The Image of Russia
21 de Setembro, 2020

"Golden Heart"

Farol Design Hotel | 2016
The colours that Diogo prefers to use are the many colours that give life to what he thinks and to what he feels, to what he lives and with whom he socialises here or anywhere else, somewhere in the world, someone with an inner certainty, in a geography that he invents and cuts out in flowers and hearts.
He lives the present, but he also lives the past from where he draws the archetypes he uses and which he calls for example, Grandparents, Minho, North, which he calls primal scream, and that are always included in the colours he uses to express himself, systematically deconstructing the runic letters that the Celts took from the Vikings and brought to this North that he loves so much. And it is with the runic alphabet that Dagar, Isa, Othala, Gebo, Othala wrote Diogo. Because it is in Run, that means whisper but also wise, he who practices the secret arts of magic that Diogo whispers in the horses’ ears, and of life, and then paints hearts and golden thread, like those from the Celtic legend of that druid who seeing his beloved queen’s heart stop, took out the heart of a slave and placed it in that place from where he had taken the queen’s and then sewed it up with golden thread that gave her life once again in order to continue to give birth seven or eight times a year, perhaps the number of languages that Diogo uses in his painting.

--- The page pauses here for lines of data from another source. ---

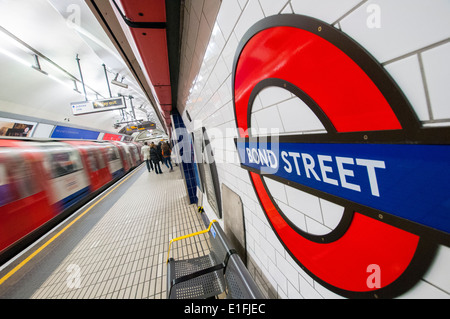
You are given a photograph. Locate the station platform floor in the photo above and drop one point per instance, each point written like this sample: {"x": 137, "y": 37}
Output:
{"x": 113, "y": 247}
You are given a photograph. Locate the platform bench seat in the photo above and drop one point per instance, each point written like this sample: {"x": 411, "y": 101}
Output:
{"x": 221, "y": 272}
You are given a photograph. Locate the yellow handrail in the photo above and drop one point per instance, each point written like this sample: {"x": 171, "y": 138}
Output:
{"x": 189, "y": 235}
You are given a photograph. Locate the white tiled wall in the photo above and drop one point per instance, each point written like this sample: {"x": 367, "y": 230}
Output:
{"x": 412, "y": 43}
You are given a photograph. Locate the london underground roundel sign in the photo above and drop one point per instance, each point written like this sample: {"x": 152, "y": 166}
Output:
{"x": 375, "y": 159}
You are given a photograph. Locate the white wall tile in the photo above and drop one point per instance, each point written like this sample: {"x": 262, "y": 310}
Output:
{"x": 326, "y": 10}
{"x": 400, "y": 34}
{"x": 228, "y": 15}
{"x": 331, "y": 212}
{"x": 407, "y": 75}
{"x": 273, "y": 95}
{"x": 294, "y": 216}
{"x": 406, "y": 26}
{"x": 271, "y": 7}
{"x": 298, "y": 117}
{"x": 304, "y": 202}
{"x": 269, "y": 118}
{"x": 439, "y": 269}
{"x": 251, "y": 14}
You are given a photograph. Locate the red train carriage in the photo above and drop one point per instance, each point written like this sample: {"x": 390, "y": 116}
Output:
{"x": 94, "y": 159}
{"x": 25, "y": 199}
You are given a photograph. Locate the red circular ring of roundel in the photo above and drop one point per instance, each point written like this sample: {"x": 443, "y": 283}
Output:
{"x": 354, "y": 94}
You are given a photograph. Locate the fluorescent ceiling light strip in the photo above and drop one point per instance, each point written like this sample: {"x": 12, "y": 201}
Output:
{"x": 16, "y": 58}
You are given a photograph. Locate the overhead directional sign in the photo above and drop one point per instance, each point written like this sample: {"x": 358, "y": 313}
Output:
{"x": 87, "y": 107}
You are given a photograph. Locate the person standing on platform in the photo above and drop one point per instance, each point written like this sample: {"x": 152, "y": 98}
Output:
{"x": 145, "y": 151}
{"x": 155, "y": 158}
{"x": 166, "y": 152}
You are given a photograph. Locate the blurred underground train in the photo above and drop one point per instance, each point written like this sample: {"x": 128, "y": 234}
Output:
{"x": 42, "y": 182}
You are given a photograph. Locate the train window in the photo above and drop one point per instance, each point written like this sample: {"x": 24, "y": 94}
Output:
{"x": 5, "y": 192}
{"x": 100, "y": 158}
{"x": 113, "y": 154}
{"x": 92, "y": 161}
{"x": 63, "y": 163}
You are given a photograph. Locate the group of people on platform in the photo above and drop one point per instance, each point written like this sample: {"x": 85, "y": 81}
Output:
{"x": 153, "y": 154}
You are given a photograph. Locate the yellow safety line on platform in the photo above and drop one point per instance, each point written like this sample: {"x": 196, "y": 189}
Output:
{"x": 37, "y": 251}
{"x": 189, "y": 235}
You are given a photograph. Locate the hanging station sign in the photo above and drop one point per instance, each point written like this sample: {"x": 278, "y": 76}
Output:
{"x": 87, "y": 107}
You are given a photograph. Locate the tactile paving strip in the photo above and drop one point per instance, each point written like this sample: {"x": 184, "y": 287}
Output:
{"x": 124, "y": 254}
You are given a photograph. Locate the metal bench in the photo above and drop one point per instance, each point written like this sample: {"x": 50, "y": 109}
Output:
{"x": 221, "y": 272}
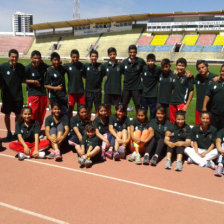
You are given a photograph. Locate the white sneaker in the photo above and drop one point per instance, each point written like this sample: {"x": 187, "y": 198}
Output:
{"x": 131, "y": 158}
{"x": 138, "y": 159}
{"x": 41, "y": 155}
{"x": 22, "y": 156}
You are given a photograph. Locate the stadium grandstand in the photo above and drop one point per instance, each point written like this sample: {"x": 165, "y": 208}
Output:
{"x": 191, "y": 35}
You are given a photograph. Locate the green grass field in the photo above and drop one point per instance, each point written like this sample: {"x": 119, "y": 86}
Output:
{"x": 191, "y": 111}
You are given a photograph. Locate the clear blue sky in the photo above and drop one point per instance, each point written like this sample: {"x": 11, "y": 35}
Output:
{"x": 59, "y": 10}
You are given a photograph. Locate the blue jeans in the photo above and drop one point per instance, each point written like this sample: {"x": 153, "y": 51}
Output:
{"x": 151, "y": 103}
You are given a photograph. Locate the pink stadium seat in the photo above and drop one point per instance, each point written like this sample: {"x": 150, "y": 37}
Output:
{"x": 174, "y": 39}
{"x": 206, "y": 39}
{"x": 145, "y": 40}
{"x": 22, "y": 44}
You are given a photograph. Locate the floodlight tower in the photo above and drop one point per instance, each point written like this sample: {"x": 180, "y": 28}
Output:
{"x": 76, "y": 9}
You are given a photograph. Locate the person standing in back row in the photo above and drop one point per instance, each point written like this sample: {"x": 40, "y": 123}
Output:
{"x": 203, "y": 80}
{"x": 37, "y": 97}
{"x": 55, "y": 83}
{"x": 75, "y": 71}
{"x": 133, "y": 67}
{"x": 112, "y": 87}
{"x": 183, "y": 90}
{"x": 215, "y": 96}
{"x": 12, "y": 74}
{"x": 150, "y": 81}
{"x": 94, "y": 73}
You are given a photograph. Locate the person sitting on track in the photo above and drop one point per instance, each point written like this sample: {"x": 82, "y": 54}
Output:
{"x": 56, "y": 130}
{"x": 77, "y": 127}
{"x": 141, "y": 134}
{"x": 89, "y": 151}
{"x": 101, "y": 123}
{"x": 177, "y": 139}
{"x": 28, "y": 131}
{"x": 159, "y": 126}
{"x": 119, "y": 127}
{"x": 203, "y": 137}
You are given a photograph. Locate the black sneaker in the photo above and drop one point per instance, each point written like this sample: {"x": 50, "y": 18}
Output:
{"x": 146, "y": 159}
{"x": 153, "y": 161}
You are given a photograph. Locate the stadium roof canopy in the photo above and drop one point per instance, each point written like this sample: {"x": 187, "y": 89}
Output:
{"x": 119, "y": 19}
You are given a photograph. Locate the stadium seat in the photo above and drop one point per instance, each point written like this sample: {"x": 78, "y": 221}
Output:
{"x": 163, "y": 48}
{"x": 174, "y": 39}
{"x": 219, "y": 40}
{"x": 206, "y": 39}
{"x": 190, "y": 39}
{"x": 212, "y": 48}
{"x": 145, "y": 48}
{"x": 191, "y": 48}
{"x": 144, "y": 40}
{"x": 159, "y": 40}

And Diogo takes out his own heart and gives it beating with beauty to the runes, he throws it on to the canvas with an objective, a question, a purpose, and especially with the concern of someone who endeavours to understand the beauty that exists in the gesture that he brings with him and that paints what he feels and thinks.
Interestingly enough, the runic alphabet begins with an F and ends with an O, F for filigrana (filigree) and O for Ouro (Gold) that embellish the necks of the ladies from Minho and that Diogo paints in the paintings in this exhibition. And this is how he communicates and brings together what departs from him and comes back to him when he goes in search of the other, that being in him it is in the world that he untiringly covers, in a stunning pursuit of his archetypes and his avatars, who have always and even today have constructed and deconstructed him, like a heart that beats or a flower that opens.
And the expressions that Diogo paints do not have to be faces, hands or smiles, not even souls that pass over the empty canvases but that he grasps to call them oikos, love, tenderness, enchantment in what makes him dream and transcends him.

And it is by materialising the spirit that he succeeds in spiritualising matter, where he shakes off the obvious and is not concerned about putting it into perspective, on the contrary, because only in this way does he find a way to blend beauty with beauty.